Dube responds that “one has to be honest about not knowing what would be the impact in every place.” But he points to 2019 research by Anna Godoey and Michael Reich of the University of California at Berkeley, who found that increases in state minimums didn’t hurt employment even in low-wage counties where the new floor equaled 82% of the prevailing median wage. And even if a high minimum wage does kill some jobs—as many studies, though not Dube’s, show it would—it can still be worthwhile if it raises incomes of low-wage families overall, he says. Some experts say that as with free trade, which helps more people than it hurts, any losers could be made whole with government assistance.
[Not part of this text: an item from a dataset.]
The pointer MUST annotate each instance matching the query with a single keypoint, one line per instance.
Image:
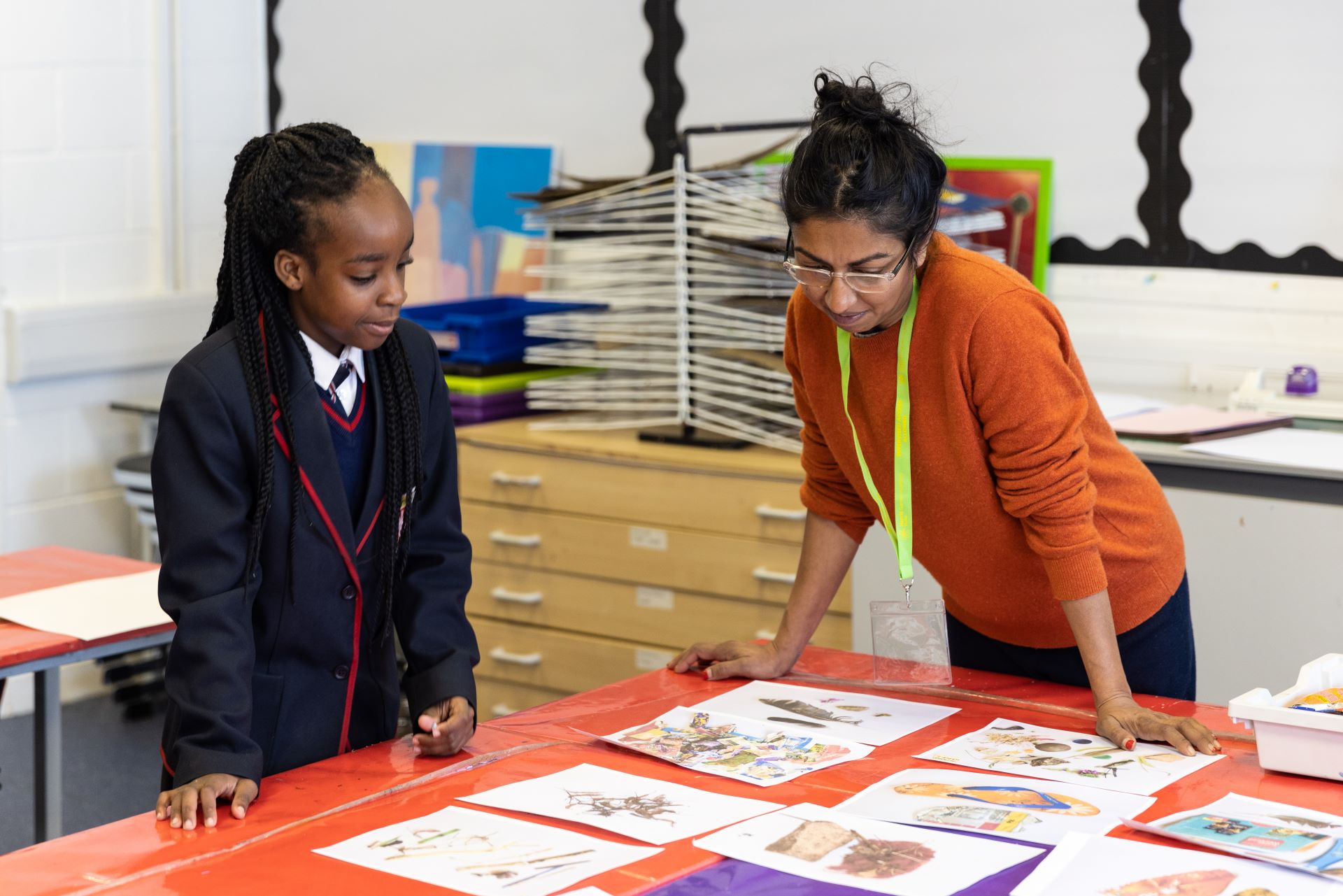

Economists view changes in minimum wages as “natural experiments” that illuminate how the price of labor affects supply and demand. They’re not always as interested in the political skirmishing around minimum wage legislation. Dube calls a recent research project he did for the Treasury of the U.K.—where a higher floor is popular even among the ruling Conservatives—“one of the most fulfilling experiences for me.” In the U.K., he says, “it’s just more seen as a more technocratic question. It’s not seen as an ideological question.”
(Updates the first chart to clarify the projected increase after 2021 and adds data from Feb. 2 IGM survey.)
BOTTOM LINE - Dube, an economist at the University of Massachusetts, has found that even substantial increases in minimum wages don’t destroy jobs.